Representam um dos principais desafios que a humanidade
enfrenta nos nossos dias”, e lança o alerta para “a destruição
sem precedentes dos ecossistemas, que terá graves
consequências para todos nós”, se não forem realizados
esforços e tomadas medidas profundas e sérias para
reverter a atual situação. Quais foram, entretanto, as medidas
imediatas executadas, pelos decisores políticos, para mitigar
esta calamidade, após as mais de vinte cimeiras mundiais
(COP’s) já realizadas, para a redução, por exemplo, das
emissões de gases com efeito estufa, ou pela defesa da
biodiversidade? A avaliar, por exemplo, pela tinta grossa e
escura que tem (es)corrido nos jornais, e pelos maus odores,
provenientes das notícias sobre a exploração do lítio, nas
fraldas do Marão - Miguel Torga deve estar a dar voltas no seu
túmulo! -, a coisa começa mesmo a cheirar mal! Ali, os verdes
campos e os doces arvoredos são cada vez mais ocres e
acres! Vivemos num tempo em que, de facto, para alguns,
mais vale parecê-lo que sê-lo! Por vezes, selos e bandeiras,
promessas eleiçoeiras e palavras vãs vão enganando o
povo-vão. E aprimora-se o discurso, tipo economia circular,
ecotaxa, ecossistema, efeito estufa; aposta-se na fonética,
tipo sociedade cibernética, eclética e assética; conjugamse
eufónicos e expressivos verbos para inquietar e seduzir,
tipo reciclar, despoluir, reutilizar, circular, descarbonizar!

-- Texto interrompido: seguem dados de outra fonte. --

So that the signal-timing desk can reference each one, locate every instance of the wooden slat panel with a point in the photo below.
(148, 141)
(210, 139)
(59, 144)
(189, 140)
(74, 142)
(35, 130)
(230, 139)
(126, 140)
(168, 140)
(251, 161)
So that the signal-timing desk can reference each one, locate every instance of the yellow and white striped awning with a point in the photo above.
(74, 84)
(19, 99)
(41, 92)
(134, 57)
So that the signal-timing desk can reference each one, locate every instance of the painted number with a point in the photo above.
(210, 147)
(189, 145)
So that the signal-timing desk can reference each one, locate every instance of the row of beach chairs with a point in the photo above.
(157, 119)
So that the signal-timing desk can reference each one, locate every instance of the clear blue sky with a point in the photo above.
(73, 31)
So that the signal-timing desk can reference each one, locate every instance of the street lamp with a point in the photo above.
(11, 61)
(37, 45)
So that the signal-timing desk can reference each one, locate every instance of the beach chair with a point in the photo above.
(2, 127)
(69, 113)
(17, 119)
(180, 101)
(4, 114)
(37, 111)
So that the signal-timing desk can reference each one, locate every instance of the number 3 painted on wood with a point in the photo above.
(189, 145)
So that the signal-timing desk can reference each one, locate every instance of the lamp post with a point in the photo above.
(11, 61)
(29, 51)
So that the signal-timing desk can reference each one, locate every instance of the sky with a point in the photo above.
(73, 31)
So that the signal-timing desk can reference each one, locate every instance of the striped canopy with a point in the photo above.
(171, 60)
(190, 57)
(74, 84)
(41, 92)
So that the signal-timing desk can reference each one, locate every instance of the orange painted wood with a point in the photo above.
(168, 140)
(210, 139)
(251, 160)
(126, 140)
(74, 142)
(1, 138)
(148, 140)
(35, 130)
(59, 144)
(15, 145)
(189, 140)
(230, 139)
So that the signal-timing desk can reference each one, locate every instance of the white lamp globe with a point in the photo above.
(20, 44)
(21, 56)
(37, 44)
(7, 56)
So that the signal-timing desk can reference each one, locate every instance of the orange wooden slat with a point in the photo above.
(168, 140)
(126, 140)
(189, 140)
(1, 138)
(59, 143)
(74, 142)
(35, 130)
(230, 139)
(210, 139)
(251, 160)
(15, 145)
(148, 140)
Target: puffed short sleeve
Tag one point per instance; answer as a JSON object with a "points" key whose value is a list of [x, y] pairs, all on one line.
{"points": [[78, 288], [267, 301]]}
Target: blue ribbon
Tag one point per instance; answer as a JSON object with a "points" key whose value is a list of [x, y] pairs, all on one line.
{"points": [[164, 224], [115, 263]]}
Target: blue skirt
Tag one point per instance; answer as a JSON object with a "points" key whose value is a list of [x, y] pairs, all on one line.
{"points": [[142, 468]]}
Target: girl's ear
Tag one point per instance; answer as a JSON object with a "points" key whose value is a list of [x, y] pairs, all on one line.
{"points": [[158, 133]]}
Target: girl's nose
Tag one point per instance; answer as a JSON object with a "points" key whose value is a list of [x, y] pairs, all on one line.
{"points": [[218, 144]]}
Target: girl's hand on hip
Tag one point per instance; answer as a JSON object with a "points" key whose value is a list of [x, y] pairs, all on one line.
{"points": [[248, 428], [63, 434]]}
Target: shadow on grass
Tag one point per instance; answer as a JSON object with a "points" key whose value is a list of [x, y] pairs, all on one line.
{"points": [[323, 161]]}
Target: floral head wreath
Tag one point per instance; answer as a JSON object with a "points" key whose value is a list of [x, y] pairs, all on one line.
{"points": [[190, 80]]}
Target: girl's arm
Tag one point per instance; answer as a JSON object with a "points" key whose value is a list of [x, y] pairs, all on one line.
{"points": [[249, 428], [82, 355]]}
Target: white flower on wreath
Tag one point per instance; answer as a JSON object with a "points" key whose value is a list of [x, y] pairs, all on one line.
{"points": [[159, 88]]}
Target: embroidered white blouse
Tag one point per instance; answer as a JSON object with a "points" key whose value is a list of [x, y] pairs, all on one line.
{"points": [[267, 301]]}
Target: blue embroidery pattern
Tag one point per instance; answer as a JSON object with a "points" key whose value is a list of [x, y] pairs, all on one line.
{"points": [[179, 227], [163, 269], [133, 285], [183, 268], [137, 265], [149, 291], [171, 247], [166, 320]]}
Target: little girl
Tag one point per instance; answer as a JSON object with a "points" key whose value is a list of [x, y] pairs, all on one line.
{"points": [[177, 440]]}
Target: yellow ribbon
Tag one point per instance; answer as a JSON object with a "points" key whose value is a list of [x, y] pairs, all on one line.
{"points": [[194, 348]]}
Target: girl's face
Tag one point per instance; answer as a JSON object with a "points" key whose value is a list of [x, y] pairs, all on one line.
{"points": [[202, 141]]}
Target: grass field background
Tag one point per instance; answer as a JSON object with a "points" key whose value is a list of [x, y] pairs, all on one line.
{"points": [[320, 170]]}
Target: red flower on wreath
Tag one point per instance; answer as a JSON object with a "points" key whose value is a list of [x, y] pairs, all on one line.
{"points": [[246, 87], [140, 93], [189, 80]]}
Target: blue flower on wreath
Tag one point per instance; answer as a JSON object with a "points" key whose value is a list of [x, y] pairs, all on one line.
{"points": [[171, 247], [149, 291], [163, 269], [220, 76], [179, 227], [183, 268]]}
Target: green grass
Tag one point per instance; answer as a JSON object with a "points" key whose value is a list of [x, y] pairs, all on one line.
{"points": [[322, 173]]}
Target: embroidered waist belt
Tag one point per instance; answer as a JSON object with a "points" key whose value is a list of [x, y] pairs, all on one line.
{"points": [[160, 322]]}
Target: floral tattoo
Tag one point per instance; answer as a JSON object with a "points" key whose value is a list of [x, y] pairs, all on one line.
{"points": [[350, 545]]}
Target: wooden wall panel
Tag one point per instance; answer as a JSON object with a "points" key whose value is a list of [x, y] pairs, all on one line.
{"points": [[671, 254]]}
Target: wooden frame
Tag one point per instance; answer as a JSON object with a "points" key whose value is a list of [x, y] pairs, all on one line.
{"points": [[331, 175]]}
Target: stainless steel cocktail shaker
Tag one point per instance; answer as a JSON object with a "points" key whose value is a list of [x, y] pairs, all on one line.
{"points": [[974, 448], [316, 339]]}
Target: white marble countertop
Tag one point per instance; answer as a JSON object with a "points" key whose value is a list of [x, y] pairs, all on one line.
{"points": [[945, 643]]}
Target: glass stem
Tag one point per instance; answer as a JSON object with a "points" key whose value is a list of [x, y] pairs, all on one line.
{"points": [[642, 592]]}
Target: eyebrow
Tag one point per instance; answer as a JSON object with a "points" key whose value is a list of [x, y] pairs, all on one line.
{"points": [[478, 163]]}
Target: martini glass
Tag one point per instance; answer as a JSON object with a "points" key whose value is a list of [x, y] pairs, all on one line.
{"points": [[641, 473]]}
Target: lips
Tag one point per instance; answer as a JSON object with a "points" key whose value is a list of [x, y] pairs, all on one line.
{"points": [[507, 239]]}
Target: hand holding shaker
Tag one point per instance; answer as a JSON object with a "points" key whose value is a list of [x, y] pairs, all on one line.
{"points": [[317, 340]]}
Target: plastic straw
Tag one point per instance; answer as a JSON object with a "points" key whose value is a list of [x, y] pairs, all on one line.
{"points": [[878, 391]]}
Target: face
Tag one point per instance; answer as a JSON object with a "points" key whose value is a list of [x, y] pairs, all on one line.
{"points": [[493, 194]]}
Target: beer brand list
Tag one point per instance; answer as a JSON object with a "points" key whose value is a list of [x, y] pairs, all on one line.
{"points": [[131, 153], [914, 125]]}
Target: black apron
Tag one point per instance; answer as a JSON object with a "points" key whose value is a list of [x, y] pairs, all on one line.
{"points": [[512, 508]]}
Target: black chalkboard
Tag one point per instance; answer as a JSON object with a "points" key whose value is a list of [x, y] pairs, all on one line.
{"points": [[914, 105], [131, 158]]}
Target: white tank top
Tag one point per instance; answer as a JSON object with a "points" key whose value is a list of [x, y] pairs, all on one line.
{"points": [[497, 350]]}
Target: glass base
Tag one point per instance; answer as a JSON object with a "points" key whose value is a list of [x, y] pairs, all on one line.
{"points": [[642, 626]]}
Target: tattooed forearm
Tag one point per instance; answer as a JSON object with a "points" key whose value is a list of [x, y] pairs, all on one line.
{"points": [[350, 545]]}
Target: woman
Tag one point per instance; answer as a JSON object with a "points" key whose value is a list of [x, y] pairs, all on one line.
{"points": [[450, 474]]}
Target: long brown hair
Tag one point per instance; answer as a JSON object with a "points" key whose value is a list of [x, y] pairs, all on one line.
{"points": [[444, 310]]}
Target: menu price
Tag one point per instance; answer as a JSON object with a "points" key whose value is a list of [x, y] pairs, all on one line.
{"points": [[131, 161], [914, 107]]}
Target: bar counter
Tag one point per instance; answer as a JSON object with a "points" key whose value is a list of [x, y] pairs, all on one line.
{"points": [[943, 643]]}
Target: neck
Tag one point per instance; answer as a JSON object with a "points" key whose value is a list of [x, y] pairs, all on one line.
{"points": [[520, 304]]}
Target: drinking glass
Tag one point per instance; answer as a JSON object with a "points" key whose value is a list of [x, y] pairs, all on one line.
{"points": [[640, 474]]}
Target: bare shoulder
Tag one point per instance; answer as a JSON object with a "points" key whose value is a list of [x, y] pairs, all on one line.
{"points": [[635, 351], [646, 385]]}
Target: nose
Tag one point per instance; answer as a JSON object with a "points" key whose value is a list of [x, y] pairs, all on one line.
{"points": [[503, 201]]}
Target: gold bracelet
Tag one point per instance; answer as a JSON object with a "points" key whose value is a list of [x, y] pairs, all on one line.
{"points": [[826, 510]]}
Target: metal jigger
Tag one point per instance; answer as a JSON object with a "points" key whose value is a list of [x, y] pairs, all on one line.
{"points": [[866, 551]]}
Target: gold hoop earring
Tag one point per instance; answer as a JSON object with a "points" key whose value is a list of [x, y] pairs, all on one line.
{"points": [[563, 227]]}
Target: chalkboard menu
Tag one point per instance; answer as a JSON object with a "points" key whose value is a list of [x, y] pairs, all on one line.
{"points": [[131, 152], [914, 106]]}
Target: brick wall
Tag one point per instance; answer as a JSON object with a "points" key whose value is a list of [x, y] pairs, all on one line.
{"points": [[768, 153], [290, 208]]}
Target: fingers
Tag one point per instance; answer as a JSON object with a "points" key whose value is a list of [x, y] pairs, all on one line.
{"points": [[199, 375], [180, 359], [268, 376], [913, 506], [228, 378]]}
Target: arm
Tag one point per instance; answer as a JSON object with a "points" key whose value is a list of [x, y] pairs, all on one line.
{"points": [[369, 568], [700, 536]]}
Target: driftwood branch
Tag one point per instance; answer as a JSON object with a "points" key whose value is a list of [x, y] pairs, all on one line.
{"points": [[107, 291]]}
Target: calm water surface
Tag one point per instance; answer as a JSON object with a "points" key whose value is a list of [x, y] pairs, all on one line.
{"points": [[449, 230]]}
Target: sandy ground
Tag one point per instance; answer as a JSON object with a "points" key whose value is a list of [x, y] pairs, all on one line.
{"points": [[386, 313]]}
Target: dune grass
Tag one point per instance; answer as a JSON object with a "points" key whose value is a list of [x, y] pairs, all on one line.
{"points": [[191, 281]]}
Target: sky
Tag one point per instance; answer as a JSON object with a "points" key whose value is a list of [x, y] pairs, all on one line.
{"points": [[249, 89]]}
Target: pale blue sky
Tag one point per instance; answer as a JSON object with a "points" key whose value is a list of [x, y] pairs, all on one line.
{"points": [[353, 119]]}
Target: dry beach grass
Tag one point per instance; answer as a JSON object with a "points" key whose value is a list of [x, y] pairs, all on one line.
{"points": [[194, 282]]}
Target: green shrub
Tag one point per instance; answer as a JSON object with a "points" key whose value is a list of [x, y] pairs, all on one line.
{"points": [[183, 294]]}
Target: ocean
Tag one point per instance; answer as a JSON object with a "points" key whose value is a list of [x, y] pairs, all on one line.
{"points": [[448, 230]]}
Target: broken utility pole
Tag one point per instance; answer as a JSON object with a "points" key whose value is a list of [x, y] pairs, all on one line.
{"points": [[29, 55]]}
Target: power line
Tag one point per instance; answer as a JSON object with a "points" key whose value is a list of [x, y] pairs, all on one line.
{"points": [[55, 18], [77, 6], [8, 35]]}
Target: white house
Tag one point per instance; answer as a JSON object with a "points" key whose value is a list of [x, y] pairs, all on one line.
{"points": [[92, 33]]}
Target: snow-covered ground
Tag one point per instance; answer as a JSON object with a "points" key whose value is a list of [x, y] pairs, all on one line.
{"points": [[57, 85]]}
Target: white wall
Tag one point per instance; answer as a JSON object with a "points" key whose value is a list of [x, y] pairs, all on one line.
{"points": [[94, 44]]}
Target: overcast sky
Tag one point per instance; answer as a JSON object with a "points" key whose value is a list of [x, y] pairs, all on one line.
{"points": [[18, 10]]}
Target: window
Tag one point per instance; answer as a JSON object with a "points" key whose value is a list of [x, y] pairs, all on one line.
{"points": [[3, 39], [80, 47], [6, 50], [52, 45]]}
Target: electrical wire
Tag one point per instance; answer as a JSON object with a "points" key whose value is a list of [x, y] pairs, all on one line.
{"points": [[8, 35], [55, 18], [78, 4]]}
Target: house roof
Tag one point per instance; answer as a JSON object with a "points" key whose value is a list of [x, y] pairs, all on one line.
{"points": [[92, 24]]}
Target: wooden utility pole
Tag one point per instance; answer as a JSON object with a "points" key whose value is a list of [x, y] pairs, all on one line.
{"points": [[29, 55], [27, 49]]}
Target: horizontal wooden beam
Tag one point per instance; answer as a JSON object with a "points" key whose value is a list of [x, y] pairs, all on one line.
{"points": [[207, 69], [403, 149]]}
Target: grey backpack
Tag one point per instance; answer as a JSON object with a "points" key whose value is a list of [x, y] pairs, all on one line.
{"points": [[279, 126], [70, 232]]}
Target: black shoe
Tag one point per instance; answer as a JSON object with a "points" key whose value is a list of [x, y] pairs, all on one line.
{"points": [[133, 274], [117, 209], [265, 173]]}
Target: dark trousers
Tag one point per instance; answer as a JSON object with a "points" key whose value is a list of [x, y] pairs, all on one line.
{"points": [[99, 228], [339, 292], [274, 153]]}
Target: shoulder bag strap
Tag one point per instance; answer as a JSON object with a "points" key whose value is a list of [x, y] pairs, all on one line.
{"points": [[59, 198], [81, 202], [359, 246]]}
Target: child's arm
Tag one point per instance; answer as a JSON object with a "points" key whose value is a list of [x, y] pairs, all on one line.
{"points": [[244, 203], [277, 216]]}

Talvez as gerações mais novas, sensibilizadas por jovens
comprometidos de alma e vontade, como Greta Thumberg,
sem velhos vícios, e focados na genuína defesa do planeta
Terra tenham outra visão e, se forem eles próprios, um dia,
a convocar e a coordenar as vindouras cimeiras, sê-lo-ão na
defesa do ambiente da mãe-Terra, se a considerarem, como S.
Francisco de Assis, a “nossa casa comum”, e a tratarem como
mãe ou irmã. Também por isso, a Escola tem, neste momento,
um papel fundamental para a educação e sensibilização dos
nossos jovens para esta luta ambiental única e épica, em que
de facto mais vale sê-lo, por dentro e por fora, nas palavras e
nos atos, nas grandes e nas pequenas coisas, do que parecêlo!
Registo, com alguma alegria, que vejo cada vez menos
chicletes coladas debaixo das mesas das salas de aula!